Filter the audio using scipy's filtering module here. There are a lot of frequencies that microphones pick up that are simply not useful for categorizing speech. I would suggest either a Bessel or a Butterworth filter to ensure that your waveform is persevered through filtering. The fundamental frequencies for everyday speech are generally between 800 and 2000 Hz (reference) so a reasonable cutoff would be something like 300 to 4000 Hz, just to make sure you don't lose anything.
Look for the least active portion of speech and assume that is a reasonable representation of background noise.
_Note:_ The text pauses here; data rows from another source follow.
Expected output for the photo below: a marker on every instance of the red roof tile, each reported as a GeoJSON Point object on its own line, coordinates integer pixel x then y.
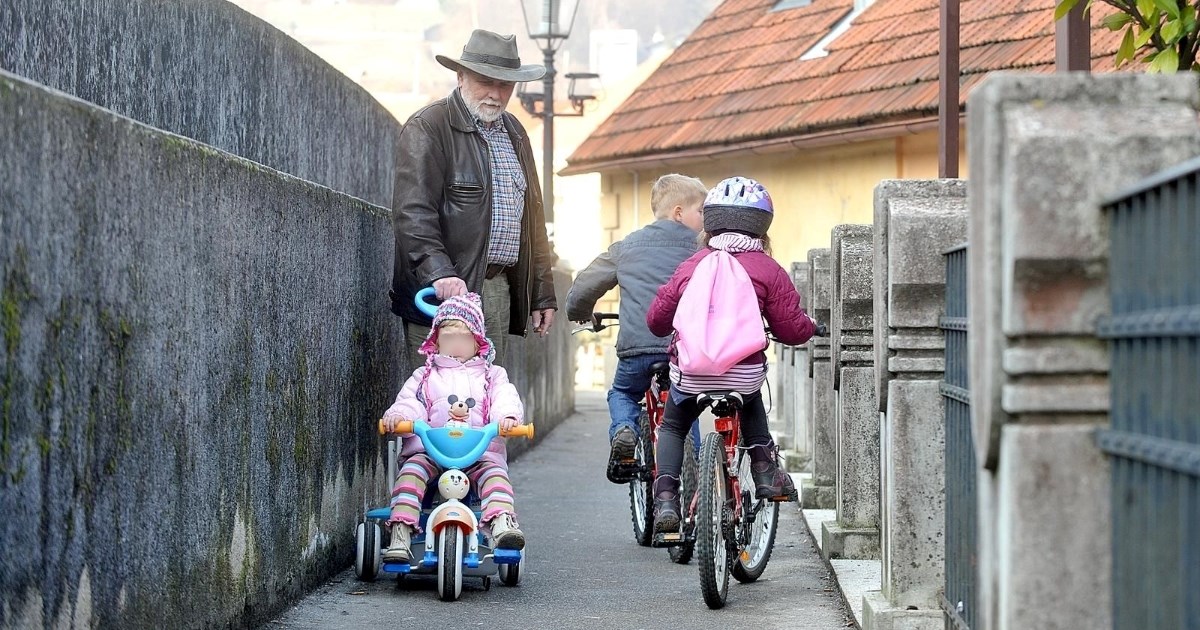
{"type": "Point", "coordinates": [739, 77]}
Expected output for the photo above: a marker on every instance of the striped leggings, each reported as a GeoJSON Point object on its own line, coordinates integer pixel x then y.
{"type": "Point", "coordinates": [490, 481]}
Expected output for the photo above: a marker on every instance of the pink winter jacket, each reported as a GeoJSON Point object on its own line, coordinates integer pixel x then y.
{"type": "Point", "coordinates": [465, 381]}
{"type": "Point", "coordinates": [778, 300]}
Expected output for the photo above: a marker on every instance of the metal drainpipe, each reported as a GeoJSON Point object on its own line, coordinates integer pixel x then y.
{"type": "Point", "coordinates": [637, 197]}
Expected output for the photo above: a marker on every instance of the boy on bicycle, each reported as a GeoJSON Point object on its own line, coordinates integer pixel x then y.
{"type": "Point", "coordinates": [640, 264]}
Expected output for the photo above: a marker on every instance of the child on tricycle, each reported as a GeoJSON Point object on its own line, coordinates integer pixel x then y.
{"type": "Point", "coordinates": [457, 383]}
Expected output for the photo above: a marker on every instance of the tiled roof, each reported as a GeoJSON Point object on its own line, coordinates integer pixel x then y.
{"type": "Point", "coordinates": [738, 78]}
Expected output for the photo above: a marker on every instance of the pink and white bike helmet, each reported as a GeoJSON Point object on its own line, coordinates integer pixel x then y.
{"type": "Point", "coordinates": [738, 204]}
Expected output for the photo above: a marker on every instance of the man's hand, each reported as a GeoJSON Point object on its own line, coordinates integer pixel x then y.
{"type": "Point", "coordinates": [390, 421]}
{"type": "Point", "coordinates": [449, 287]}
{"type": "Point", "coordinates": [541, 321]}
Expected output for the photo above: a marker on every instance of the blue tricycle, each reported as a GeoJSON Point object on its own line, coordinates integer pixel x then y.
{"type": "Point", "coordinates": [450, 544]}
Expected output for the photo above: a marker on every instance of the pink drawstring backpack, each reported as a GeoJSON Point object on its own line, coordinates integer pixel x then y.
{"type": "Point", "coordinates": [718, 322]}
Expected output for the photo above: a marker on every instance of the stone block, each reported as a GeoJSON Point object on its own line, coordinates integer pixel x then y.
{"type": "Point", "coordinates": [879, 613]}
{"type": "Point", "coordinates": [858, 450]}
{"type": "Point", "coordinates": [815, 497]}
{"type": "Point", "coordinates": [1042, 160]}
{"type": "Point", "coordinates": [851, 295]}
{"type": "Point", "coordinates": [913, 520]}
{"type": "Point", "coordinates": [1053, 529]}
{"type": "Point", "coordinates": [915, 222]}
{"type": "Point", "coordinates": [849, 543]}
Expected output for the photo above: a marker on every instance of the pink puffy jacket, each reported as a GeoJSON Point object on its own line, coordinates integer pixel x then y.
{"type": "Point", "coordinates": [466, 382]}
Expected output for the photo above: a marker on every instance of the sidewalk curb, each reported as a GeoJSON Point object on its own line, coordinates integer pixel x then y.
{"type": "Point", "coordinates": [845, 573]}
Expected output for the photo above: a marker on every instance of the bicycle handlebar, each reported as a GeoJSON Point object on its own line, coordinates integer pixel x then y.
{"type": "Point", "coordinates": [405, 427]}
{"type": "Point", "coordinates": [597, 323]}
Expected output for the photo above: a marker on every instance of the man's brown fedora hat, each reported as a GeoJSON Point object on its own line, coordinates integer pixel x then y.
{"type": "Point", "coordinates": [495, 57]}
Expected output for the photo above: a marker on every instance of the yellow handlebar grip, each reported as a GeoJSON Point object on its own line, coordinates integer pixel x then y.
{"type": "Point", "coordinates": [520, 431]}
{"type": "Point", "coordinates": [403, 426]}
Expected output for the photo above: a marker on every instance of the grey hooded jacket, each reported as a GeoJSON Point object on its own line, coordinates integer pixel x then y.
{"type": "Point", "coordinates": [640, 264]}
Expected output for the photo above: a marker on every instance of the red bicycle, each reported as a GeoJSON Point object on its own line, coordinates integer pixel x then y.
{"type": "Point", "coordinates": [733, 532]}
{"type": "Point", "coordinates": [641, 468]}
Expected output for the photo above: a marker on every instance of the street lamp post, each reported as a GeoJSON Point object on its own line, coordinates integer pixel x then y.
{"type": "Point", "coordinates": [551, 21]}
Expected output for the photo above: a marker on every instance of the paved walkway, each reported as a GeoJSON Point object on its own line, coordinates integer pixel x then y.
{"type": "Point", "coordinates": [583, 569]}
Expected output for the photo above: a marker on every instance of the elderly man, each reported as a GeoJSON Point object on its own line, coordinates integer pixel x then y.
{"type": "Point", "coordinates": [467, 204]}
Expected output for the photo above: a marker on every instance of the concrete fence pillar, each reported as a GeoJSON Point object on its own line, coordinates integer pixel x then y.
{"type": "Point", "coordinates": [1045, 151]}
{"type": "Point", "coordinates": [821, 495]}
{"type": "Point", "coordinates": [915, 222]}
{"type": "Point", "coordinates": [856, 532]}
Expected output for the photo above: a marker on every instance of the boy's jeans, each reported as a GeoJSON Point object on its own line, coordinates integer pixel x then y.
{"type": "Point", "coordinates": [629, 385]}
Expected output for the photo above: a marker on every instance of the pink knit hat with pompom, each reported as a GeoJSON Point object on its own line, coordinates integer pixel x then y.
{"type": "Point", "coordinates": [467, 309]}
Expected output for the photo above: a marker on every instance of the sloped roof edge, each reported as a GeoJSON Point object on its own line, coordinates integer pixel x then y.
{"type": "Point", "coordinates": [909, 126]}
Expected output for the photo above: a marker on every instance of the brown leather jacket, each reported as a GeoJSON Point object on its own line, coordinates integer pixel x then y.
{"type": "Point", "coordinates": [442, 213]}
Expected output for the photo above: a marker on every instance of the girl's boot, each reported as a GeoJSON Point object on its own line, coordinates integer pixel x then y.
{"type": "Point", "coordinates": [666, 504]}
{"type": "Point", "coordinates": [768, 479]}
{"type": "Point", "coordinates": [400, 550]}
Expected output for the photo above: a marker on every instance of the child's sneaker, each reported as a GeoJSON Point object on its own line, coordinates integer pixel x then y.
{"type": "Point", "coordinates": [622, 468]}
{"type": "Point", "coordinates": [400, 550]}
{"type": "Point", "coordinates": [505, 534]}
{"type": "Point", "coordinates": [666, 504]}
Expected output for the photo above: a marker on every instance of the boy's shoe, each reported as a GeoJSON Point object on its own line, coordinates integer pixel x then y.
{"type": "Point", "coordinates": [505, 534]}
{"type": "Point", "coordinates": [666, 504]}
{"type": "Point", "coordinates": [771, 483]}
{"type": "Point", "coordinates": [400, 550]}
{"type": "Point", "coordinates": [622, 466]}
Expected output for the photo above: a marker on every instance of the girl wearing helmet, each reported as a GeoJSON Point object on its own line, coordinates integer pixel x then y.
{"type": "Point", "coordinates": [737, 214]}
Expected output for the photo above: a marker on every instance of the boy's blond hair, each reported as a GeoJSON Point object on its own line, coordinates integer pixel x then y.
{"type": "Point", "coordinates": [670, 191]}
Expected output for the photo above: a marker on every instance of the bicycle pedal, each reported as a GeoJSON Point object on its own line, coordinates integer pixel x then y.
{"type": "Point", "coordinates": [792, 497]}
{"type": "Point", "coordinates": [669, 539]}
{"type": "Point", "coordinates": [623, 472]}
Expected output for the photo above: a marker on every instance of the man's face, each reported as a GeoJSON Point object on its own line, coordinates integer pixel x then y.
{"type": "Point", "coordinates": [691, 215]}
{"type": "Point", "coordinates": [485, 97]}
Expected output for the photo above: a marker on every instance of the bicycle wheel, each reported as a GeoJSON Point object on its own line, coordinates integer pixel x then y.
{"type": "Point", "coordinates": [712, 522]}
{"type": "Point", "coordinates": [757, 535]}
{"type": "Point", "coordinates": [641, 489]}
{"type": "Point", "coordinates": [450, 563]}
{"type": "Point", "coordinates": [682, 553]}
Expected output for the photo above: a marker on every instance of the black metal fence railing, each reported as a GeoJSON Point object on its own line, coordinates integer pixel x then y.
{"type": "Point", "coordinates": [959, 595]}
{"type": "Point", "coordinates": [1155, 376]}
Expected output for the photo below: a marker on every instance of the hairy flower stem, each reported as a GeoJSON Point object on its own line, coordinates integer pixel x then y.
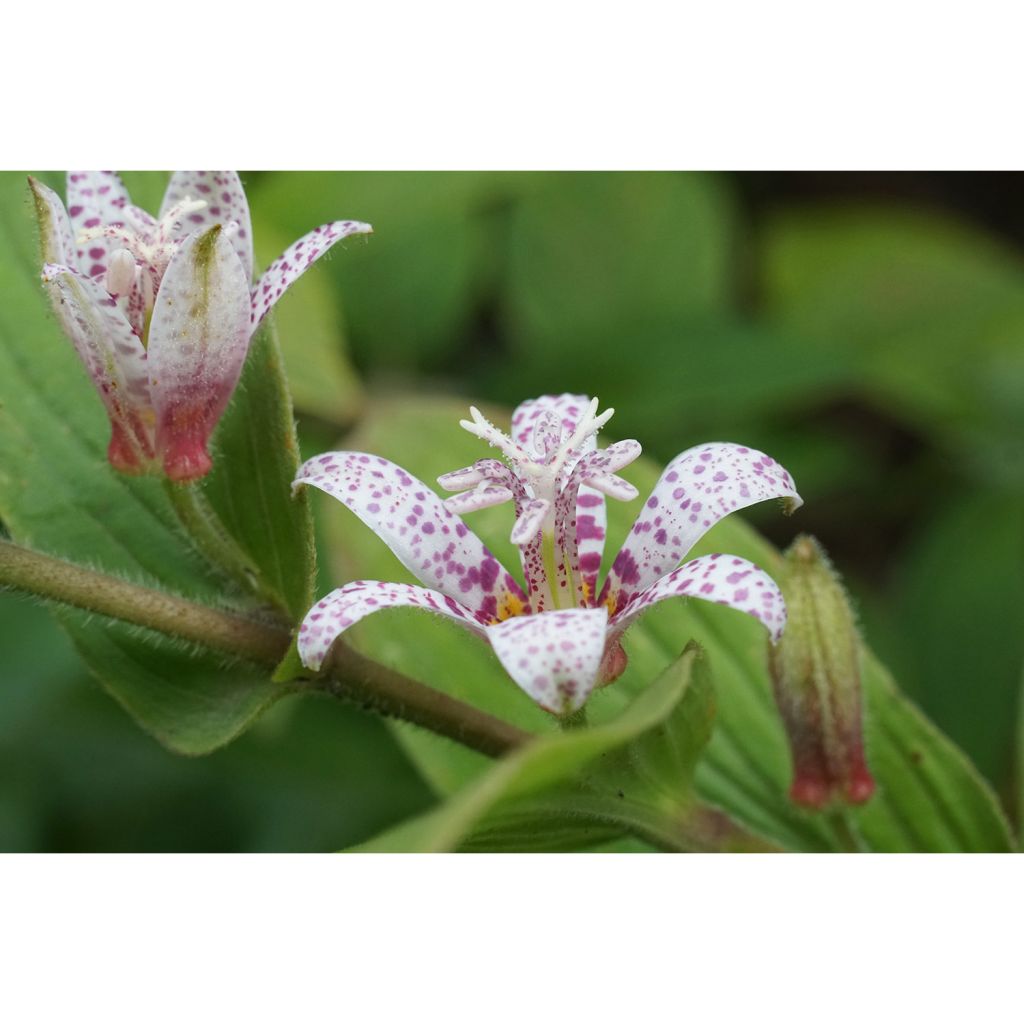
{"type": "Point", "coordinates": [349, 675]}
{"type": "Point", "coordinates": [213, 542]}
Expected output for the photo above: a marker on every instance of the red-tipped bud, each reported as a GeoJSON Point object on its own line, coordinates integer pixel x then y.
{"type": "Point", "coordinates": [815, 670]}
{"type": "Point", "coordinates": [612, 665]}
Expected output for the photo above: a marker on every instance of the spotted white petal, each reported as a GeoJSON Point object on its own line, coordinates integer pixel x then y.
{"type": "Point", "coordinates": [114, 357]}
{"type": "Point", "coordinates": [329, 617]}
{"type": "Point", "coordinates": [288, 267]}
{"type": "Point", "coordinates": [697, 488]}
{"type": "Point", "coordinates": [95, 200]}
{"type": "Point", "coordinates": [484, 496]}
{"type": "Point", "coordinates": [225, 203]}
{"type": "Point", "coordinates": [54, 226]}
{"type": "Point", "coordinates": [431, 542]}
{"type": "Point", "coordinates": [722, 579]}
{"type": "Point", "coordinates": [553, 655]}
{"type": "Point", "coordinates": [460, 479]}
{"type": "Point", "coordinates": [199, 337]}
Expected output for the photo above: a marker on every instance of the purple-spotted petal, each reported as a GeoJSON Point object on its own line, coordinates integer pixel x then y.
{"type": "Point", "coordinates": [554, 655]}
{"type": "Point", "coordinates": [225, 203]}
{"type": "Point", "coordinates": [697, 488]}
{"type": "Point", "coordinates": [114, 358]}
{"type": "Point", "coordinates": [581, 517]}
{"type": "Point", "coordinates": [591, 528]}
{"type": "Point", "coordinates": [722, 579]}
{"type": "Point", "coordinates": [483, 497]}
{"type": "Point", "coordinates": [54, 226]}
{"type": "Point", "coordinates": [431, 542]}
{"type": "Point", "coordinates": [199, 337]}
{"type": "Point", "coordinates": [288, 267]}
{"type": "Point", "coordinates": [95, 199]}
{"type": "Point", "coordinates": [329, 617]}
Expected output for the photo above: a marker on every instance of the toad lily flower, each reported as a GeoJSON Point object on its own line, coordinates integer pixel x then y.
{"type": "Point", "coordinates": [161, 310]}
{"type": "Point", "coordinates": [554, 637]}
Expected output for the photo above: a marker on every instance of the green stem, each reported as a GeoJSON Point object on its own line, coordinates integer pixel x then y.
{"type": "Point", "coordinates": [846, 832]}
{"type": "Point", "coordinates": [349, 675]}
{"type": "Point", "coordinates": [213, 542]}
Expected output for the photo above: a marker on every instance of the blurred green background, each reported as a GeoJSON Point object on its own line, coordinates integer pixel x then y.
{"type": "Point", "coordinates": [867, 331]}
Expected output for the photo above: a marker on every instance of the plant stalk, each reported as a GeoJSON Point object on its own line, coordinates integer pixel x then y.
{"type": "Point", "coordinates": [213, 542]}
{"type": "Point", "coordinates": [349, 675]}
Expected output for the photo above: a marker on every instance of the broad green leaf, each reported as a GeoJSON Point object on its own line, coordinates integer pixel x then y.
{"type": "Point", "coordinates": [58, 494]}
{"type": "Point", "coordinates": [322, 381]}
{"type": "Point", "coordinates": [409, 290]}
{"type": "Point", "coordinates": [543, 763]}
{"type": "Point", "coordinates": [193, 701]}
{"type": "Point", "coordinates": [930, 797]}
{"type": "Point", "coordinates": [594, 253]}
{"type": "Point", "coordinates": [1019, 763]}
{"type": "Point", "coordinates": [256, 457]}
{"type": "Point", "coordinates": [963, 640]}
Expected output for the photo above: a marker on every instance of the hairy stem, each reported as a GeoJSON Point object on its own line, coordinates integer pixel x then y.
{"type": "Point", "coordinates": [349, 675]}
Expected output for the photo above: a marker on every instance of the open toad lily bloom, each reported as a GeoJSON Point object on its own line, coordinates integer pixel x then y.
{"type": "Point", "coordinates": [161, 310]}
{"type": "Point", "coordinates": [554, 637]}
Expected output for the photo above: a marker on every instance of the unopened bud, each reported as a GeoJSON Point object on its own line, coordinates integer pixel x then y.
{"type": "Point", "coordinates": [120, 272]}
{"type": "Point", "coordinates": [815, 670]}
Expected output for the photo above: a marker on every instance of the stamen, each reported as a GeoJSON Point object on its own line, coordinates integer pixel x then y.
{"type": "Point", "coordinates": [482, 428]}
{"type": "Point", "coordinates": [120, 272]}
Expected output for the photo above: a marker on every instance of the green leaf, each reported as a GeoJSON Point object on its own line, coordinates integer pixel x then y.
{"type": "Point", "coordinates": [930, 797]}
{"type": "Point", "coordinates": [543, 763]}
{"type": "Point", "coordinates": [321, 379]}
{"type": "Point", "coordinates": [929, 309]}
{"type": "Point", "coordinates": [596, 254]}
{"type": "Point", "coordinates": [256, 457]}
{"type": "Point", "coordinates": [58, 494]}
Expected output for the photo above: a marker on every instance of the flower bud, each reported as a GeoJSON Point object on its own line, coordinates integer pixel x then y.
{"type": "Point", "coordinates": [815, 670]}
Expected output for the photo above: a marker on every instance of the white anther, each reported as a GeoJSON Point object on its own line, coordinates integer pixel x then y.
{"type": "Point", "coordinates": [120, 272]}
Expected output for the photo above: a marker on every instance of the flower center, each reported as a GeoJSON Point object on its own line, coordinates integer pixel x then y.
{"type": "Point", "coordinates": [544, 479]}
{"type": "Point", "coordinates": [542, 469]}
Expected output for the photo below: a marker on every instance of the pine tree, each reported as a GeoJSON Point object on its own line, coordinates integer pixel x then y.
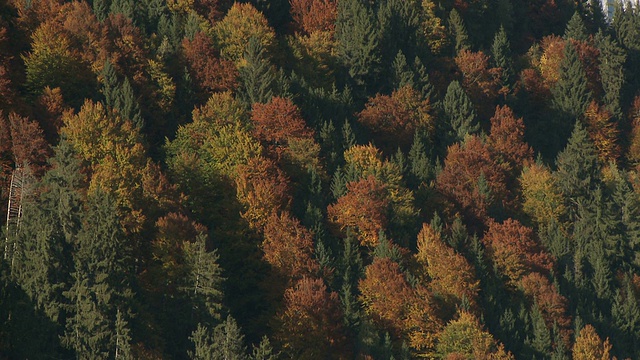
{"type": "Point", "coordinates": [461, 113]}
{"type": "Point", "coordinates": [257, 76]}
{"type": "Point", "coordinates": [578, 168]}
{"type": "Point", "coordinates": [575, 28]}
{"type": "Point", "coordinates": [358, 36]}
{"type": "Point", "coordinates": [458, 32]}
{"type": "Point", "coordinates": [501, 51]}
{"type": "Point", "coordinates": [612, 72]}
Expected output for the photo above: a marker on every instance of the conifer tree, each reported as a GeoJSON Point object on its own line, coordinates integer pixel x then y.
{"type": "Point", "coordinates": [570, 93]}
{"type": "Point", "coordinates": [578, 169]}
{"type": "Point", "coordinates": [458, 32]}
{"type": "Point", "coordinates": [501, 51]}
{"type": "Point", "coordinates": [461, 113]}
{"type": "Point", "coordinates": [358, 36]}
{"type": "Point", "coordinates": [612, 72]}
{"type": "Point", "coordinates": [575, 28]}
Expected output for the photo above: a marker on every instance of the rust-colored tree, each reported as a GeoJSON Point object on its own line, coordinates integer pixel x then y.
{"type": "Point", "coordinates": [263, 189]}
{"type": "Point", "coordinates": [310, 16]}
{"type": "Point", "coordinates": [472, 179]}
{"type": "Point", "coordinates": [394, 119]}
{"type": "Point", "coordinates": [288, 247]}
{"type": "Point", "coordinates": [589, 346]}
{"type": "Point", "coordinates": [514, 252]}
{"type": "Point", "coordinates": [364, 208]}
{"type": "Point", "coordinates": [212, 73]}
{"type": "Point", "coordinates": [311, 324]}
{"type": "Point", "coordinates": [278, 121]}
{"type": "Point", "coordinates": [451, 276]}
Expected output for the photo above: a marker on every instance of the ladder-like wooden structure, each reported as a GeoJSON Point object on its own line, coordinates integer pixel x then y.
{"type": "Point", "coordinates": [17, 192]}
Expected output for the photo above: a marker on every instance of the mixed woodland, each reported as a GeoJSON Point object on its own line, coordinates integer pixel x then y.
{"type": "Point", "coordinates": [319, 179]}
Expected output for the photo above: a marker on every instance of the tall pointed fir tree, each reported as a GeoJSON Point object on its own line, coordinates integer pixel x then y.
{"type": "Point", "coordinates": [501, 51]}
{"type": "Point", "coordinates": [257, 75]}
{"type": "Point", "coordinates": [101, 281]}
{"type": "Point", "coordinates": [571, 97]}
{"type": "Point", "coordinates": [460, 112]}
{"type": "Point", "coordinates": [577, 174]}
{"type": "Point", "coordinates": [358, 36]}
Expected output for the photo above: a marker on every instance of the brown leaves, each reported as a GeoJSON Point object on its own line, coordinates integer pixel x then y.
{"type": "Point", "coordinates": [288, 246]}
{"type": "Point", "coordinates": [212, 73]}
{"type": "Point", "coordinates": [459, 180]}
{"type": "Point", "coordinates": [277, 121]}
{"type": "Point", "coordinates": [364, 208]}
{"type": "Point", "coordinates": [451, 275]}
{"type": "Point", "coordinates": [312, 322]}
{"type": "Point", "coordinates": [514, 252]}
{"type": "Point", "coordinates": [263, 189]}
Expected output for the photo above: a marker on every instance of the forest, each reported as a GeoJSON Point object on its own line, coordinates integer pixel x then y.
{"type": "Point", "coordinates": [319, 179]}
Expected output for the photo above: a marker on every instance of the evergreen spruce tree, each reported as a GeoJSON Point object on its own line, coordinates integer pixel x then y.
{"type": "Point", "coordinates": [358, 36]}
{"type": "Point", "coordinates": [203, 282]}
{"type": "Point", "coordinates": [458, 32]}
{"type": "Point", "coordinates": [575, 28]}
{"type": "Point", "coordinates": [257, 76]}
{"type": "Point", "coordinates": [578, 169]}
{"type": "Point", "coordinates": [541, 342]}
{"type": "Point", "coordinates": [460, 113]}
{"type": "Point", "coordinates": [612, 72]}
{"type": "Point", "coordinates": [501, 51]}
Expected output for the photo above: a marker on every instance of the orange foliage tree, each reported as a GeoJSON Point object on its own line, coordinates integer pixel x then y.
{"type": "Point", "coordinates": [589, 346]}
{"type": "Point", "coordinates": [450, 274]}
{"type": "Point", "coordinates": [311, 324]}
{"type": "Point", "coordinates": [263, 189]}
{"type": "Point", "coordinates": [364, 208]}
{"type": "Point", "coordinates": [481, 82]}
{"type": "Point", "coordinates": [395, 118]}
{"type": "Point", "coordinates": [506, 140]}
{"type": "Point", "coordinates": [464, 338]}
{"type": "Point", "coordinates": [514, 252]}
{"type": "Point", "coordinates": [314, 15]}
{"type": "Point", "coordinates": [398, 308]}
{"type": "Point", "coordinates": [460, 181]}
{"type": "Point", "coordinates": [542, 199]}
{"type": "Point", "coordinates": [288, 246]}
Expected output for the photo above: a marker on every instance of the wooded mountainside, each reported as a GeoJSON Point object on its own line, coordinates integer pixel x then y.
{"type": "Point", "coordinates": [319, 179]}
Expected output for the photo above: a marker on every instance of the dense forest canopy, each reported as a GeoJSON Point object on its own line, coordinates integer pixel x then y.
{"type": "Point", "coordinates": [319, 179]}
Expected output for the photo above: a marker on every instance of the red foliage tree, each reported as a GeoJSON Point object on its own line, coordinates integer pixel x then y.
{"type": "Point", "coordinates": [514, 252]}
{"type": "Point", "coordinates": [386, 295]}
{"type": "Point", "coordinates": [364, 208]}
{"type": "Point", "coordinates": [263, 189]}
{"type": "Point", "coordinates": [212, 73]}
{"type": "Point", "coordinates": [278, 121]}
{"type": "Point", "coordinates": [314, 15]}
{"type": "Point", "coordinates": [312, 322]}
{"type": "Point", "coordinates": [464, 167]}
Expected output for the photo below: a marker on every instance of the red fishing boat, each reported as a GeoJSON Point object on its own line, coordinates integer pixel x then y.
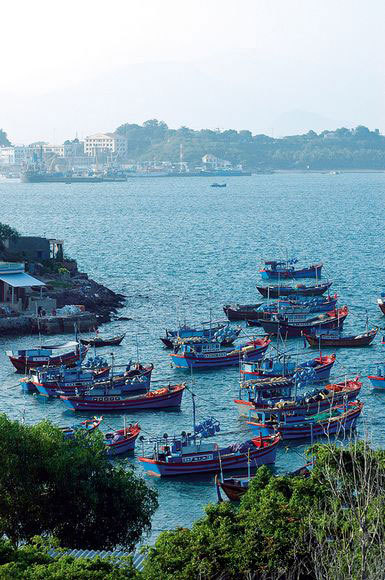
{"type": "Point", "coordinates": [267, 392]}
{"type": "Point", "coordinates": [121, 441]}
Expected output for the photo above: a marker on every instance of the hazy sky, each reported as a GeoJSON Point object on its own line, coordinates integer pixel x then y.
{"type": "Point", "coordinates": [274, 66]}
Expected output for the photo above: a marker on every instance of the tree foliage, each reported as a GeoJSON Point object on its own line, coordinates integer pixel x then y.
{"type": "Point", "coordinates": [343, 148]}
{"type": "Point", "coordinates": [33, 562]}
{"type": "Point", "coordinates": [329, 525]}
{"type": "Point", "coordinates": [68, 488]}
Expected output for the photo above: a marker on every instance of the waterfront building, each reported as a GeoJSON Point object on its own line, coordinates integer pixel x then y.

At this point you're going to want to run a series of fourier transforms along your data (or generate a spectrogram) and find the part of your speech recording that has the lowest average frequency response. Once you have that snapshot, you should subtract it from all other points in your audio sample.
At this point should should have an audio file that is mostly just your user's speech and should be ready to be compared to another file that has gone through this process. Now, we want to actually clip the sound and compare this clip to some master clip.
Secondly: You're going to want to come up with a distance metric between two speech patterns, there are a number of ways to do this, but I'm going to assume we have the output of part one and some master file that has been through similar processing.
Generate a spectrogram of the audio file in question (example). The output from this is ultimately going to be an image that can be represented as a 2-d array of frequency response values. A spectrogram is essentially a fourier transform over time where the colour corresponds to intensity.
Use OpenCV (has python bindings, example) to run blob detection on your spectrogram. Effectively this is going to look for the big colorful blob in the middle of your spectrogram, and give you some limits on this. Effectively, what this should do, is return a significantly more sparse version of the original 2d-array that solely represents the speech in question. (With the assumption that your audio file will have some trailing stuff on the front and back ends of recording)
Normalize the two blobs to account for differences in speech speed. Everyone talks at a different speeds, and as such your blobs will probably have different sizes along the x-axis (time). This will ultimately introduce a level of checks in your algorithm that you don't want for the speed of speech. This step isn't needed if you also want to make sure that they speak at the same speed as the master copy, but I would suggest it. Basically you want to stretch out the shorter version by multiplying it's time axis by some constant that's just the ratio of the lengths of your two blobs.
You should also normalize the two blobs based on maximum and minimum intensity to account for people that talk at different volumes. Again, this is up to your discretion, but to fix this you should find similar ratios for the total span of intensities that you have as well as the two recording's max intensities and make sure that these two values match up between your 2-d arrays.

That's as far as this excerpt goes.